Post-processing effects are usually implemented by using the quad command. When using intermediate rendertargets that are of different size than the viewport rendertarget, it is often necessary in shaders to reference their (inverse) size and the half-pixel offset for Direct3D9. These shader uniforms are automatically attempted to be assigned for named rendertargets. For an example look at the bloom postprocess shaders: because there is a rendertarget called BlurH, each quad command in the renderpath will attempt to set the shader uniforms cBlurHInvSize and cBlurHOffsets (both Vector2.) Note that setting shader uniforms is case insensitive.
In OpenGL post-processing shaders it is important to distinguish between sampling a rendertarget texture and a regular texture resource, because intermediate rendertargets (such as the G-buffer) may be vertically inverted.
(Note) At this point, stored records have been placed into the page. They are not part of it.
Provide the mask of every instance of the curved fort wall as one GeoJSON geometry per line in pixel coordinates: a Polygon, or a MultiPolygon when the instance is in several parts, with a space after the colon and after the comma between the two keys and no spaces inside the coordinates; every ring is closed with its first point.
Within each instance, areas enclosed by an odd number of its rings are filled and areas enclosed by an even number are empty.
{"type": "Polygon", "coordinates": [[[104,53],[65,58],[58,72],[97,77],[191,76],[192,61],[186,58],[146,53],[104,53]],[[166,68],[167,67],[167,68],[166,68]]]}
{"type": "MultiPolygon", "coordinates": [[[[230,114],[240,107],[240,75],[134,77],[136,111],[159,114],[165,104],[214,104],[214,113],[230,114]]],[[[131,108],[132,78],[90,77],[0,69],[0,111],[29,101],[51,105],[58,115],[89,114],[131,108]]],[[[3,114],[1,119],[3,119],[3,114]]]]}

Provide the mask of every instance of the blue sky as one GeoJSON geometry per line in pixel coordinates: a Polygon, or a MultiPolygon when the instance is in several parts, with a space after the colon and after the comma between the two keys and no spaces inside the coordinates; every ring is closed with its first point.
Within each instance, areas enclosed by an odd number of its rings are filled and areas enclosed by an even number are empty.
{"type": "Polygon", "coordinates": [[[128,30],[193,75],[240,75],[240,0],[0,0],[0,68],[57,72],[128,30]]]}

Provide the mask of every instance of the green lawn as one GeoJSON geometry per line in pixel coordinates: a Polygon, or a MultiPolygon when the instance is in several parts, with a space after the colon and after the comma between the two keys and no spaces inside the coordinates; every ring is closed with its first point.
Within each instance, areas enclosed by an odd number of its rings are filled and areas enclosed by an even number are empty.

Use the GetScreenPos() or GetQuadTexCoord() functions to get rendertarget UV coordinates from the clip coordinates; this takes flipping into account automatically. For sampling a regular texture, use GetQuadTexCoordNoFlip() function, which requires world coordinates instead of clip coordinates.
Texture2D and TextureCube support multisampling. Programmatically, multisampling is enabled through the SetSize() function when defining the dimensions and format. Multisampling can also be set in a renderpath's rendertarget definition.
The normal operation is that a multisampled rendertarget will be automatically resolved to 1-sample before being sampled as a texture. This is denoted by the autoResolve parameter, whose default value is true. On OpenGL (when supported) and Direct3D11, it's also possible to access the individual samples of a Texture2D in shader code by defining a multisampled sampler and using specialized functions (texelFetch on OpenGL, Texture2DMS.Load on Direct3D11). In this case the "autoResolve" parameter should be set to false. Note that accessing individual samples is not possible for cube textures, or when using Direct3D9.
By accessing the individual samples of multisampled G-buffer textures, a deferred MSAA renderer could be implemented. This has some performance considerations / complexities (you should avoid running the lighting calculations per sample when not on triangle edges) and is not implemented by default.